Fundamental Comment

US crude futures fall to 18-year low after IEA warnings

US crude falls to 18-year low after IEA warnings

Crude oil futures fell during Wednesday's trading to hit the lowest level in 18 years, after warnings from the IEA and as supply production cuts by major crude producers failed to tame demand concerns.

As of 08:12 GMT, West Texas Intermediate (WTI) crude futures traded at $19.60 per barrel, while the lowest level recorded during the session was at 19.17, which is the lowest since 2002.

Brent crude dipped for a fourth straight session to $28.42 a barrel, while the lowest level recorded during the session was at $27.94.

The drop in oil prices was the result of mounting investor concern again about record supply cuts and the potential inability to balance markets devastated by declining demand due to the outbreak of the virus.

The International Energy Agency (IEA) predicted that global demand will fall to its lowest since 1995 in April.
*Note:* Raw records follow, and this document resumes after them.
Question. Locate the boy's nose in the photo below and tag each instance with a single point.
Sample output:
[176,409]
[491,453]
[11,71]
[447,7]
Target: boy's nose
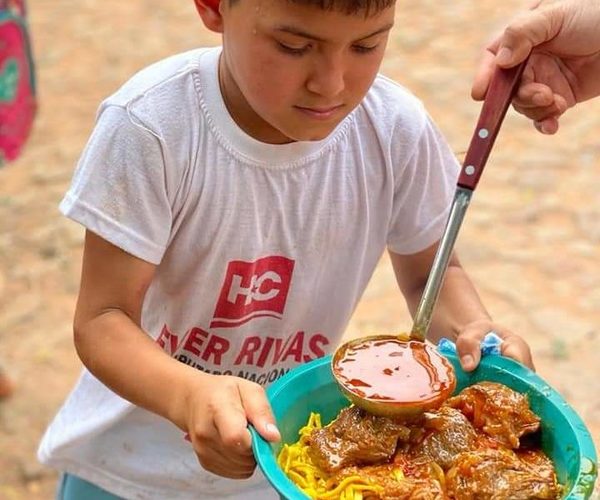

“Global oil demand is set to plunge by 29 mb/d in April. Even if lockdowns ease in 2nd half, we expect demand to drop by 9 mb/d in 2020, erasing years of growth,” IEA chief Fatih Birol has tweeted.

Moreover, according to the American Petroleum Institute, crude inventories increased by 13.1 million barrels in the week ended April 10, more than analysts had expected to increase by 11.7 million barrels.

On the supply side, OPEC, along with Russia and other producing countries, agreed to cut oil production by about 9.7 million barrels per day from May to June, equivalent to about 10 percent of the world's supply before the virus broke out.

The United States, the world's largest producer of crude, said it would also cut production due to price collapses, while other countries could help increase oil reduction estimates to about 19.5 million barrels per day.

On the other hand, the IMF's warnings about what could be a severe global recession since the Great Depression of the 1930s have affected the sentiment in financial markets.

The IMF also said that the global economy is expected to contract by 3% during the current year in a spectacular collapse driven by the coronavirus.

The outbreak of Coivd-19 has claimed more than 126,800 lives and infected more than two million people worldwide, according to calculations by Johns Hopkins University.

Meanwhile, the dollar index, which measures the performance of six major currencies against the US dollar, advanced 0.47 percent at 99.35.